SPIRIT: The Cape of Good Hope - named for the kind of energy their work brings to our community and world. Ingredients are California coastal kombu seaweed (a variety Salt Point harvests), cape gooseberries (to sweeten the briny sea) and purple shiso grown by Avery in her Oakland backyard.


Luke worked as an Attorney, and was the co-founding Director of the Center for Race, Poverty and the Environment. He was one of the pioneering activists of the Environmental Justice movement on the West along with Carl Anthony. During his life, he fostered a legacy representing low-income communities and workers throughout California fighting environmental hazards, stressing the need for community-based, community-led organizing and litigation.
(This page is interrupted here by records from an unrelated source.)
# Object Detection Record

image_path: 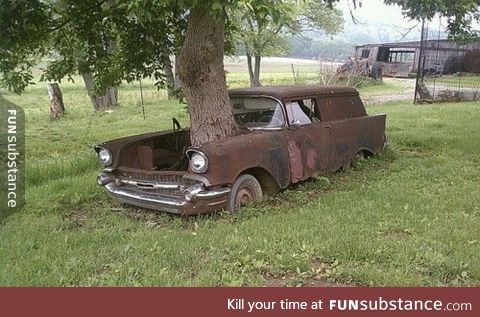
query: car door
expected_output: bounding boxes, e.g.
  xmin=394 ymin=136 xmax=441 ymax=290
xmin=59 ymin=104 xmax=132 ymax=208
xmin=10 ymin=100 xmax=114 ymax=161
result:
xmin=285 ymin=98 xmax=336 ymax=183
Luke’s work “highlighted global warming as an environmental justice issue of massive proportions that is taking a terrible toll on communities in Alaska and around the world.” Luke died while on sabbatical in Africa in 2009 but left us the important legacy of this work and the inspiration to fight for justice.

SPIRIT: Shy Albatrross - combining arctic berries and cacao nibs to honor Luke’s seminal work with the people of Kivalina, Alaska, and fortify his love of good chocolate!

Mary Crowely and Charles Hambleton

In 2009, Mary Crowley launched the Project Kaisei, through her organization Ocean Voyages Institute to focus on major ocean clean-up and to raise awareness of marine debris/ocean trash. Since then she has been growing a whole fleet of ships that are working tirelessly to clean up the plastic floating on the Pacific Ocean known as gyres. In recent years she has partnered with Charles Hambleton to create systems to help identify the locations of floating gyres, aiding clean-up efforts. The Ocean Voyages Institute has successfully removed more than 40 tons of fishing nets and consumer plastics from the area known as the North Pacific Subtropical Convergence Zone, more commonly known as the Pacific Gyre. Mary and Charles are on the forefront of developing new strategies to support clean up, including working with island fishermen who fish for plastic. Next summer they will launch a fleet of ships working together to intensify the clean up of our beloved Pacific Ocean. We raise a glass to their tireless work!

SPIRIT: Salty Lady - named for Mary and Charles seafaring courage and for their love of lime and spice - a sailors favorite - tequila infused with fresh California limes and black Omani limes, Cubeb and Habanero peppers.